Internet Engineering Task Force           Kretschmer-AT&T/Basso-AT&T
INTERNET DRAFT                            Civanlar-AT&T/Quackenbush-AT&T
File:draft-ietf-avt-rtp-mpeg2aac-01.txt   Snyder-AT&T
                                          October 22, 1999
                                          Expires: April 22, 2000
                                                                        

                RTP Payload Format for MPEG-2 AAC Streams


                         STATUS OF THIS MEMO

This document is an Internet-Draft and is in full conformance with all
provisions of Section 10 of RFC2026.

Internet-Drafts are working documents of the Internet Engineering Task
Force (IETF), its areas, and its working groups.  Note that other
groups may also distribute working documents as Internet-Drafts.

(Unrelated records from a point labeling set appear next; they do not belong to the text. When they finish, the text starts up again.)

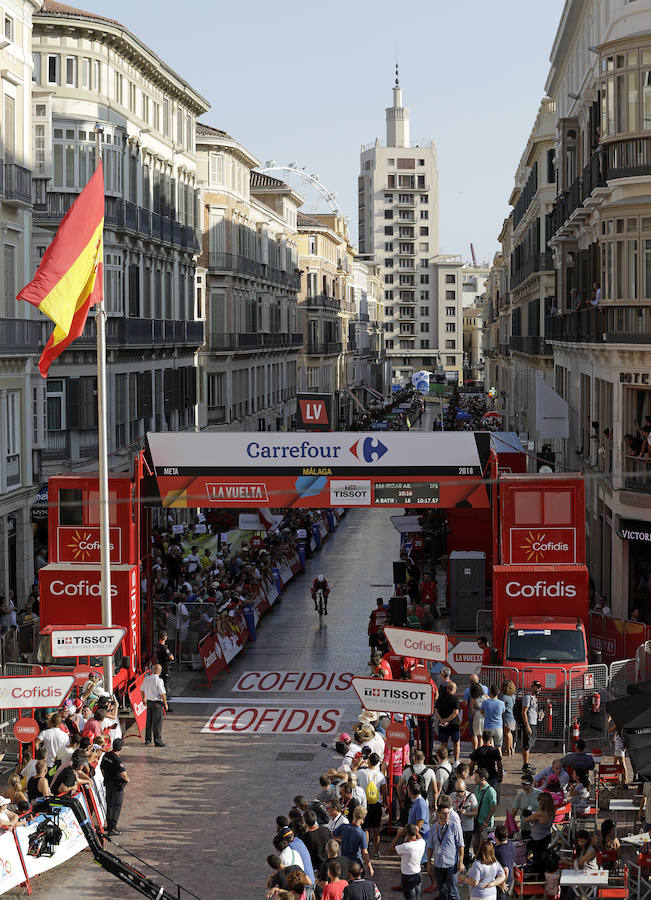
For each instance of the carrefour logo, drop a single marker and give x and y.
(368, 450)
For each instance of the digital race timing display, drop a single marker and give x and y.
(406, 493)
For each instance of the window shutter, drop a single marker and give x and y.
(73, 402)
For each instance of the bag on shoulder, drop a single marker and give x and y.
(372, 793)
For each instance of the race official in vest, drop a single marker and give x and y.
(153, 692)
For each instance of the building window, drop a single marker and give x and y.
(56, 404)
(71, 71)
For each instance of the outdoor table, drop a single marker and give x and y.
(579, 880)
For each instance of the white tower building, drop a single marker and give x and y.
(399, 232)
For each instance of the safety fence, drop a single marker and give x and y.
(568, 696)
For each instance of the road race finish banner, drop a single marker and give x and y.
(93, 641)
(420, 644)
(395, 696)
(34, 691)
(335, 469)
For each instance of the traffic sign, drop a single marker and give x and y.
(395, 696)
(26, 730)
(421, 644)
(397, 734)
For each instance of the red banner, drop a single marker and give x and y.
(212, 655)
(138, 705)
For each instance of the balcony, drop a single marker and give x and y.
(51, 206)
(621, 323)
(16, 185)
(322, 300)
(539, 262)
(637, 474)
(20, 337)
(530, 345)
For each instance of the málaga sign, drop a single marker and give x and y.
(316, 470)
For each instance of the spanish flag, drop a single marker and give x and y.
(69, 279)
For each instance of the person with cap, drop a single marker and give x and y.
(529, 724)
(445, 851)
(115, 778)
(153, 692)
(164, 657)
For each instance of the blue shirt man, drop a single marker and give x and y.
(419, 810)
(445, 851)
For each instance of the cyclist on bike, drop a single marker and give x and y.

Internet-Drafts are draft documents valid for a maximum of six months
and may be updated, replaced, or obsoleted by other documents at any
time.  It is inappropriate to use Internet- Drafts as reference
material or to cite them other than as "work in progress."

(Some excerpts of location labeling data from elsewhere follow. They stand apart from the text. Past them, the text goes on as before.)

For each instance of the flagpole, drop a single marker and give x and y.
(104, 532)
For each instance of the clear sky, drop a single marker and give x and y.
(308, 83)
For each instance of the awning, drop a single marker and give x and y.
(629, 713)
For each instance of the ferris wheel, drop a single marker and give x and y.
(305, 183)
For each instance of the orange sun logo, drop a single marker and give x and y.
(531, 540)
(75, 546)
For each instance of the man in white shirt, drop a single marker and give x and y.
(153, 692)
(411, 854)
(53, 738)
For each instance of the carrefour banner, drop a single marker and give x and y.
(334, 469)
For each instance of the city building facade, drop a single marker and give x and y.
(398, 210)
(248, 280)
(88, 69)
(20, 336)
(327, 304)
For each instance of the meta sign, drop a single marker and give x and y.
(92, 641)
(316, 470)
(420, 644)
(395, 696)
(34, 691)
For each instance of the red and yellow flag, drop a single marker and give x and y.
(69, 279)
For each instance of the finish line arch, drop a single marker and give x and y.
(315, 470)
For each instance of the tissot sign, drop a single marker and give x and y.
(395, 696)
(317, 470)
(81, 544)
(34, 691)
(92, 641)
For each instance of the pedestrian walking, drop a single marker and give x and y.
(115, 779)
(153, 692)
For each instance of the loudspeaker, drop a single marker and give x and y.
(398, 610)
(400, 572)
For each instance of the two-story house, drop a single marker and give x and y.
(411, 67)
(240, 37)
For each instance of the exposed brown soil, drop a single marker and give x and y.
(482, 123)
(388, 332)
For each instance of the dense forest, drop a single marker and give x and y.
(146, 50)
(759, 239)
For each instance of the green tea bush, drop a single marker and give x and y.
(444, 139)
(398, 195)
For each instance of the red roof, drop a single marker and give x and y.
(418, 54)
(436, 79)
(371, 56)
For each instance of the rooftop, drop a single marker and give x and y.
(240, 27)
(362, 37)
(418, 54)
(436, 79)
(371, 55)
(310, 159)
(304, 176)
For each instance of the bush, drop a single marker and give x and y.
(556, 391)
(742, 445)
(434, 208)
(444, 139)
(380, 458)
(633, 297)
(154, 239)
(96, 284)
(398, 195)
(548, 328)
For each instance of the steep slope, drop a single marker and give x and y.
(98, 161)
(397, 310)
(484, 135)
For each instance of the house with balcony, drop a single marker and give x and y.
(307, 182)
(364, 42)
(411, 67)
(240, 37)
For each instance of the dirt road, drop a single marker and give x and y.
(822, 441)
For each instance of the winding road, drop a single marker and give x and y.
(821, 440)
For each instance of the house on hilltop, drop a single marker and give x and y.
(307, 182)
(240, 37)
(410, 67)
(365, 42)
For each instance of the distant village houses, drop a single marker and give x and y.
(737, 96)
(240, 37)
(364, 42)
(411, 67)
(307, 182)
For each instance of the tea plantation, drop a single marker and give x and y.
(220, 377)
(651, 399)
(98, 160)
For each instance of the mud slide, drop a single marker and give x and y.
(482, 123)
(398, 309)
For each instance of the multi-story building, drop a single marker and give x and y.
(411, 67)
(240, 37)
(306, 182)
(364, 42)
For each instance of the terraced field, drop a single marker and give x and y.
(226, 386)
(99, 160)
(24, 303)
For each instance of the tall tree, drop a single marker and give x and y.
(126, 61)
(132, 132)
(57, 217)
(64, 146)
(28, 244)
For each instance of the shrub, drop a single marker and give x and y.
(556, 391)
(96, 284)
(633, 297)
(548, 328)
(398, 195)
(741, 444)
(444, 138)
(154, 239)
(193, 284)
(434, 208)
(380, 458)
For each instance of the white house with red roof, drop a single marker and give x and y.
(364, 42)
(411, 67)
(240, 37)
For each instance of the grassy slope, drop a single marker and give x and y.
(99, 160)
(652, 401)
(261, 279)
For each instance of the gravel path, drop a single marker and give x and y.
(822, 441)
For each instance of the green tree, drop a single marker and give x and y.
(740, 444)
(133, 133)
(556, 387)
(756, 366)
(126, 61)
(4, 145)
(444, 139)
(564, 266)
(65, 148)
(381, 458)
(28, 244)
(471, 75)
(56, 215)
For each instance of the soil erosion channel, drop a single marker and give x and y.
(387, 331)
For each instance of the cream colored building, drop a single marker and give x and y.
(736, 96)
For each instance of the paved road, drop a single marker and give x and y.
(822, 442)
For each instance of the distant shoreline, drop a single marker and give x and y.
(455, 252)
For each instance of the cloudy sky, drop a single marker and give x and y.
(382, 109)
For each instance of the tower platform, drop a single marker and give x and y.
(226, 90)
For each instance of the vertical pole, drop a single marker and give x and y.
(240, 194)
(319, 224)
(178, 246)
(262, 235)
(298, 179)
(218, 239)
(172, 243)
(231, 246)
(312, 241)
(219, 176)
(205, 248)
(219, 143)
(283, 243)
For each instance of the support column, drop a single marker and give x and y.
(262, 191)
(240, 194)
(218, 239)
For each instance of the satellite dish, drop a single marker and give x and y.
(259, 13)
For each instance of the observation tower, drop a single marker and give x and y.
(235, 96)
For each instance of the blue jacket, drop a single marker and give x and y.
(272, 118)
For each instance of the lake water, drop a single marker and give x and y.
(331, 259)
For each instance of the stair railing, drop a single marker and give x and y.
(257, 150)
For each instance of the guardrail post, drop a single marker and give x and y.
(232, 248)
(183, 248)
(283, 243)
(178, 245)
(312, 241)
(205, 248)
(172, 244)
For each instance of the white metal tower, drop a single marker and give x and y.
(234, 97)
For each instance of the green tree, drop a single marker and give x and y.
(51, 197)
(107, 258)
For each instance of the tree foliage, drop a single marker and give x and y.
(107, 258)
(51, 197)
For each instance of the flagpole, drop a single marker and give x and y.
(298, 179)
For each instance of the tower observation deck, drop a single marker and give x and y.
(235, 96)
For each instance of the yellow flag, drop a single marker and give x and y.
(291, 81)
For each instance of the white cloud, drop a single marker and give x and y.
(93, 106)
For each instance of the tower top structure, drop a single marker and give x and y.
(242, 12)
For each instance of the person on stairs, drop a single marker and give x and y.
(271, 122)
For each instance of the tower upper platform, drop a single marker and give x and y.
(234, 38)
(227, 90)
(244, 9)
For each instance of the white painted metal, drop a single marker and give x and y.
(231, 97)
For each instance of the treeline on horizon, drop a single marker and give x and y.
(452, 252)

The list of current Internet-Drafts can be accessed at
http://www.ietf.org/ietf/1id-abstracts.txt

The list of Internet-Draft Shadow Directories can be accessed at
http://www.ietf.org/shadow.html.


                                 Abstract

This document describes a payload format for transporting MPEG-2 AAC
encoded data using RTP. MPEG-2 AAC is a recent standard from ISO/IEC
for coding multi-channel audio data. This payload format increases the
packet loss resilience of AAC coded audio transport above that of 'RTP
Payload Format for MPEG1/MPEG2 Video (RFC 2250)' [5] by incorporating
AAC properties into the payload format. Also, the MPEG-2 AAC
bitstream format is not backwards compatible with other MPEG-2 audio
formats. Several services provided by RTP are beneficial for MPEG-2
AAC encoded data transport over the Internet. Additionally, the use of
RTP allows for the synchronization of MPEG-2 AAC with other real-time
streams.


Kretschmer/Basso/Civanlar/Quackenbush/Snyder                    [Page 1]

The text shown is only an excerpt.